Center for National Prevention Initiatives

The Center for National Prevention Initiatives (CNPI) is comprised of the National Center for Fatality Review and Prevention (National Center) and the Data Coordinating Center (DCC).

The National Center provides technical assistance to pediatric and adult fatality review programs throughout the United States. Technical assistance is provided in the form of program site visits, written guidance reports, webinars, and data use agreements. The goal of the National Center is to catalyze prevention efforts. Two data systems- the Pediatric National Fatality Review-Case Reporting System and the Adult National Fatality Review-Case Reporting System- are managed by the National Center. The National Center is supported by funding through a cooperative agreement from the Health Resources and Services Administration and by the Centers for Disease Control and Prevention.

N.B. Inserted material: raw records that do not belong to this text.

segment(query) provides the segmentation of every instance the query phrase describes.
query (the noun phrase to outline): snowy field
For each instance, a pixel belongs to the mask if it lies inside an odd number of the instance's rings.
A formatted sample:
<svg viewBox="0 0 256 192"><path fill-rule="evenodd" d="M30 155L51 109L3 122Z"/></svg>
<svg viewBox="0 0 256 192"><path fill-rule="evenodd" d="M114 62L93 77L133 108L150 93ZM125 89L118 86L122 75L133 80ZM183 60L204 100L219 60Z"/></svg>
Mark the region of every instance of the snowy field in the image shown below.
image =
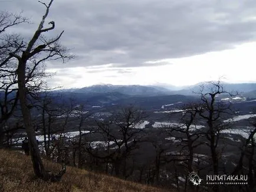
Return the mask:
<svg viewBox="0 0 256 192"><path fill-rule="evenodd" d="M247 120L254 117L256 117L256 114L248 114L248 115L238 115L235 116L232 118L229 118L227 120L223 121L224 122L234 122L234 121L239 121L243 120Z"/></svg>
<svg viewBox="0 0 256 192"><path fill-rule="evenodd" d="M176 123L170 123L170 122L155 122L152 127L153 128L160 128L160 127L179 127L180 128L186 128L186 126L184 124ZM195 129L200 129L205 127L204 125L191 125L190 127L190 130L192 131Z"/></svg>

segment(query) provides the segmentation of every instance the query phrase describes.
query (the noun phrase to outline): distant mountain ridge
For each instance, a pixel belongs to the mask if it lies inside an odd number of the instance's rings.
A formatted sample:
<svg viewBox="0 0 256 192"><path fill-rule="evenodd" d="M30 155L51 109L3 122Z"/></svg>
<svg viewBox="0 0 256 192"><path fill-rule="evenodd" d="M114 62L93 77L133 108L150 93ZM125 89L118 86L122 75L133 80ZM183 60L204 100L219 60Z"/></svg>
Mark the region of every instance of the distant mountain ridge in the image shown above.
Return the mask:
<svg viewBox="0 0 256 192"><path fill-rule="evenodd" d="M156 96L165 95L170 93L170 90L157 86L143 85L95 85L81 88L62 90L59 92L72 92L84 94L104 94L109 92L119 92L128 95Z"/></svg>
<svg viewBox="0 0 256 192"><path fill-rule="evenodd" d="M168 95L193 95L193 91L198 92L199 91L200 85L204 85L207 87L209 85L207 82L200 82L193 85L182 87L181 89L178 87L164 84L165 87L158 85L113 85L111 84L94 85L90 87L86 87L81 88L71 88L55 91L57 92L70 92L74 93L83 93L87 94L107 94L110 92L119 92L120 94L130 96L157 96ZM256 83L241 83L229 84L224 82L222 84L224 90L229 91L238 91L239 94L250 92L250 95L256 96ZM172 88L173 88L172 90Z"/></svg>

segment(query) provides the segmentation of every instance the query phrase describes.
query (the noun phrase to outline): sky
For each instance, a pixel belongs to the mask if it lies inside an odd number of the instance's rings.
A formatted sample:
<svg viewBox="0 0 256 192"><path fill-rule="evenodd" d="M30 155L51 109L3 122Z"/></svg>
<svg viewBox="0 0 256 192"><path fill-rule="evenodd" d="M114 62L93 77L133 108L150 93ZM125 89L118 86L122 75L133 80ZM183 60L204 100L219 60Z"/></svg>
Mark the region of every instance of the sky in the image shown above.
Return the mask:
<svg viewBox="0 0 256 192"><path fill-rule="evenodd" d="M30 19L15 29L28 39L45 10L0 0L3 9ZM256 82L255 0L54 0L50 11L55 28L46 35L64 30L61 43L76 55L47 63L50 87Z"/></svg>

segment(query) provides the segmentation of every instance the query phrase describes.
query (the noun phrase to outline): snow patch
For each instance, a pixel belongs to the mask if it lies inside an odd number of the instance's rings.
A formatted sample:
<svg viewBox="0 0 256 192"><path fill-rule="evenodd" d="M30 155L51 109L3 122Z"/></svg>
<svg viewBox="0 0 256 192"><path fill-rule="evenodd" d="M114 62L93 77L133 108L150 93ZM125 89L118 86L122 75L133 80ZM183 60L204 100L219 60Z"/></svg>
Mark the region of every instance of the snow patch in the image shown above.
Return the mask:
<svg viewBox="0 0 256 192"><path fill-rule="evenodd" d="M254 117L256 117L256 114L238 115L238 116L234 117L232 118L229 118L223 121L224 122L239 121L242 120L247 120Z"/></svg>

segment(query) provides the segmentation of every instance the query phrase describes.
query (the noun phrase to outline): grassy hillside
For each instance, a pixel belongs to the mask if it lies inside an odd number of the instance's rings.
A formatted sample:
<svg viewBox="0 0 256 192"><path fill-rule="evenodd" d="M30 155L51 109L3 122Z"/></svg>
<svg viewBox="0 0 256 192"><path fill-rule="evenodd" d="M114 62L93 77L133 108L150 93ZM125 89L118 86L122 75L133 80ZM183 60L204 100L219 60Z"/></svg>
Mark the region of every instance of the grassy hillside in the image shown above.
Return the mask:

The DCC is responsible for Sudden Unexpected Infant Death (SUID) and Sudden Death in the Young (SDY) Case Registry. The Case Registry compiles information, including consented DNA samples, about young individuals who pass away unexpectedly. The DCC works alongside the Centers for Disease Control’s Division of Reproductive Health, and the National Heart Lung and Blood Institute and National Institute of Neurologic Disorder and Stroke at the National Institutes of Health.

Both the National Center and DCC serve multidisciplinary teams that review fatalities of infants, children, and young adults up to the age of 21. The National Center also supports adult suicide fatality reviews, with a focus on veterans, service members, and their families. Information is gathered to better understand the causes of these deaths and find ways to prevent them.